This Rachel Duncan doesn’t make a sound at all, only stares, Ethan feels, right at him through the two-way mirrored glass.

Somewhere along the way during Ethan’s absence, all that rage and defiance had quieted; when he first saw her that morning, he had been relieved at her stillness.

But now, caught in her smirking gaze, Ethan knows that her defiance and violent fury, though silent now, is by no means gone. No, somehow the Rachel before him terrifies him even more than the one who had, in his own words, “displayed unexpectedly elevated levels of aggression in untransformed state post-awakening, and possible signs of psychological instability,” the one who had driven him away, all those years ago.

She had taken her fury and driven it inward. She had harnessed it, consumed it. Devoured it—or had it devoured her?

It crawled under her skin and buried itself deep within her. No blankets or whispered paternal comforts could have stopped it, but now Ethan—who suddenly finds that he has somehow made his way onto the platform directly encircling the cube, face to face with his creation through the glass—wonders if maybe he should have at least tried.

As the scientists around him rush to record their final post-transformation data points for the morning, Ethan stands frozen, inches away from the glass. It takes everything in him to resist the sentimental urge to press his palm up against it, as if he could reach out to her across it, across glass and time and past regrets. As if, if only she knew he was standing before her, and if she pressed her hand up against the other side of the mirror to match his, perhaps he could take her rage and her pain into himself. Perhaps he could free her, he thinks, standing outside the glass cage he built for her.

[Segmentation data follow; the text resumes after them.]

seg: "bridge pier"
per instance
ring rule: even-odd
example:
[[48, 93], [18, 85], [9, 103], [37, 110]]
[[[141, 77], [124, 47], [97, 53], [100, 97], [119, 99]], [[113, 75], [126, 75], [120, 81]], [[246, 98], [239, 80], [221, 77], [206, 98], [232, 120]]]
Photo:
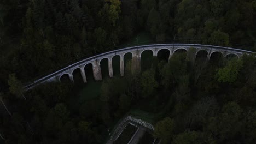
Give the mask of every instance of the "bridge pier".
[[121, 76], [124, 76], [124, 58], [120, 58], [120, 74]]
[[102, 80], [102, 76], [101, 75], [101, 65], [100, 64], [96, 64], [93, 67], [94, 79], [96, 81]]
[[172, 53], [170, 53], [170, 55], [169, 55], [169, 58], [168, 58], [168, 62], [169, 62], [170, 61], [170, 59], [171, 59], [171, 58], [172, 57]]
[[83, 77], [83, 81], [84, 81], [84, 83], [87, 82], [87, 80], [86, 80], [86, 76], [85, 75], [85, 72], [84, 71], [84, 69], [80, 69], [80, 71], [81, 71], [81, 75]]
[[113, 66], [112, 66], [112, 61], [108, 60], [108, 73], [109, 73], [109, 77], [112, 77], [113, 75]]

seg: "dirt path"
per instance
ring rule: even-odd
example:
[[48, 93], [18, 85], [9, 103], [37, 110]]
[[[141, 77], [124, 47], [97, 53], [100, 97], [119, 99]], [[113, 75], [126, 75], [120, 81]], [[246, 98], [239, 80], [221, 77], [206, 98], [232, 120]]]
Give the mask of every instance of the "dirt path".
[[128, 144], [137, 144], [139, 141], [139, 139], [141, 139], [142, 136], [143, 136], [144, 134], [146, 132], [146, 129], [142, 127], [140, 127], [136, 133], [134, 134], [133, 136], [130, 140]]

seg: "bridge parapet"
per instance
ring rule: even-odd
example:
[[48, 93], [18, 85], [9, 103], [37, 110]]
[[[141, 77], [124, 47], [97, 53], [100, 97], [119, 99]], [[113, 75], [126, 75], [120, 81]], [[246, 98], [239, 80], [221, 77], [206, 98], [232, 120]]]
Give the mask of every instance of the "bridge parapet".
[[101, 61], [104, 58], [107, 58], [109, 61], [109, 76], [113, 76], [113, 70], [112, 70], [112, 59], [115, 56], [118, 55], [120, 57], [120, 74], [121, 75], [124, 75], [124, 57], [127, 53], [131, 53], [132, 56], [132, 65], [133, 65], [135, 70], [139, 70], [140, 69], [140, 59], [142, 53], [146, 50], [151, 50], [153, 52], [153, 56], [156, 56], [158, 52], [162, 49], [167, 49], [170, 51], [170, 57], [178, 50], [184, 49], [188, 51], [190, 48], [194, 47], [196, 50], [195, 55], [198, 52], [201, 50], [205, 50], [207, 52], [208, 57], [210, 58], [215, 52], [219, 52], [222, 53], [223, 56], [225, 57], [229, 55], [233, 54], [236, 55], [240, 58], [243, 54], [253, 53], [253, 52], [246, 50], [243, 50], [231, 47], [225, 47], [212, 45], [206, 45], [200, 44], [162, 44], [141, 45], [138, 46], [129, 47], [121, 49], [109, 51], [96, 56], [85, 58], [78, 62], [72, 64], [63, 69], [55, 71], [55, 73], [44, 76], [36, 81], [33, 83], [26, 86], [24, 88], [26, 89], [32, 88], [34, 86], [44, 82], [52, 81], [59, 82], [60, 78], [65, 74], [68, 75], [71, 81], [73, 81], [73, 73], [74, 70], [80, 69], [81, 75], [84, 82], [86, 82], [86, 75], [84, 72], [84, 68], [87, 64], [91, 64], [93, 67], [94, 77], [96, 80], [101, 80], [101, 70], [100, 67]]

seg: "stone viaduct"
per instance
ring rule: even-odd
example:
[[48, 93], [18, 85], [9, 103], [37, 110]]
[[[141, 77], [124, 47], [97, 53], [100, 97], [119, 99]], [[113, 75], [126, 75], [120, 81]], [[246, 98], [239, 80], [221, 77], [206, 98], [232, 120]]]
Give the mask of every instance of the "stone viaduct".
[[200, 51], [205, 51], [207, 52], [208, 59], [210, 59], [212, 53], [214, 52], [220, 52], [224, 57], [229, 55], [235, 55], [237, 56], [238, 58], [240, 58], [243, 53], [249, 54], [253, 53], [251, 51], [230, 47], [190, 44], [163, 44], [130, 47], [109, 51], [98, 55], [96, 56], [86, 58], [55, 71], [54, 73], [34, 81], [32, 83], [25, 86], [24, 88], [26, 89], [29, 89], [38, 85], [44, 82], [60, 82], [61, 77], [64, 75], [68, 75], [70, 80], [74, 82], [73, 73], [77, 69], [80, 69], [84, 82], [87, 82], [86, 76], [85, 73], [85, 67], [89, 64], [91, 64], [92, 65], [93, 74], [95, 80], [96, 81], [101, 80], [102, 79], [100, 62], [104, 58], [107, 58], [108, 60], [109, 76], [110, 77], [113, 77], [113, 73], [112, 60], [113, 57], [117, 55], [120, 56], [120, 73], [121, 76], [124, 76], [124, 57], [128, 53], [131, 53], [132, 54], [132, 70], [134, 71], [140, 70], [141, 57], [142, 53], [146, 50], [152, 51], [153, 56], [157, 56], [159, 51], [166, 49], [170, 52], [170, 59], [172, 55], [179, 49], [183, 49], [188, 52], [190, 47], [194, 47], [196, 50], [194, 56], [195, 59], [198, 52]]

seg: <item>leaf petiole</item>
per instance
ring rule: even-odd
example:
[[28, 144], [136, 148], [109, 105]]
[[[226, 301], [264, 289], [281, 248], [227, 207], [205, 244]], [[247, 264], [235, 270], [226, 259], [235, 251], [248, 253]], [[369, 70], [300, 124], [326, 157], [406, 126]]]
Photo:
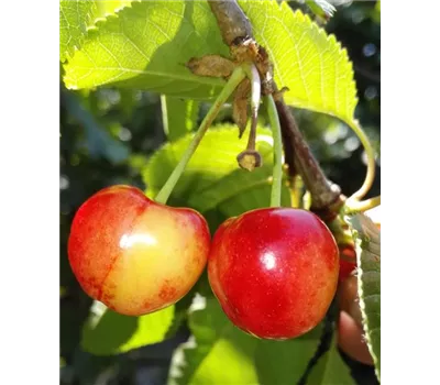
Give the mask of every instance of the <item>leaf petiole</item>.
[[191, 142], [189, 143], [187, 150], [182, 156], [180, 162], [177, 164], [176, 168], [174, 168], [172, 175], [169, 175], [168, 179], [165, 182], [164, 186], [157, 193], [155, 197], [155, 201], [158, 204], [166, 204], [170, 194], [173, 193], [174, 187], [176, 186], [178, 179], [184, 173], [188, 162], [190, 161], [193, 154], [196, 152], [200, 141], [202, 140], [205, 133], [208, 128], [211, 125], [212, 121], [216, 119], [219, 113], [222, 105], [228, 100], [228, 98], [235, 90], [237, 86], [246, 77], [245, 72], [241, 67], [237, 67], [228, 82], [224, 85], [220, 95], [217, 97], [216, 101], [212, 103], [208, 113], [206, 114], [204, 121], [200, 123], [196, 134], [194, 135]]
[[366, 175], [365, 180], [361, 188], [354, 193], [350, 199], [362, 199], [370, 190], [371, 186], [373, 185], [374, 177], [376, 174], [376, 160], [374, 150], [370, 143], [369, 138], [366, 136], [365, 132], [362, 130], [361, 125], [356, 121], [348, 122], [350, 128], [354, 131], [358, 135], [359, 140], [361, 141], [362, 145], [364, 146], [365, 154], [366, 154]]
[[360, 211], [366, 211], [374, 209], [375, 207], [381, 205], [381, 196], [365, 199], [365, 200], [356, 200], [353, 198], [349, 198], [345, 201], [345, 213], [351, 213], [351, 212], [360, 212]]
[[268, 120], [272, 127], [274, 139], [274, 168], [271, 191], [271, 207], [282, 205], [282, 180], [283, 180], [283, 141], [282, 128], [279, 124], [278, 111], [272, 95], [265, 97]]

But all Ethan can do is stand in her presence, both transfixed and terrified at the mere idea of this very different monster than the one he had wanted to create.

* * *

Rachel knows that there is something different this morning.

Nothing is different; everything is the same. Everything she can sense in these thousand cubic feet—sounds, smells, the way the light hits the leaves of that one maple in the northeast corner of her little clearing—everything is exactly as she has come to expect it to be, exactly as it has been the morning after every full moon for years.

And she knows they are there, those scientists in their labcoats, measuring her, watching her every movement… the men leering at her (and some of the women too, because just _look_ at her).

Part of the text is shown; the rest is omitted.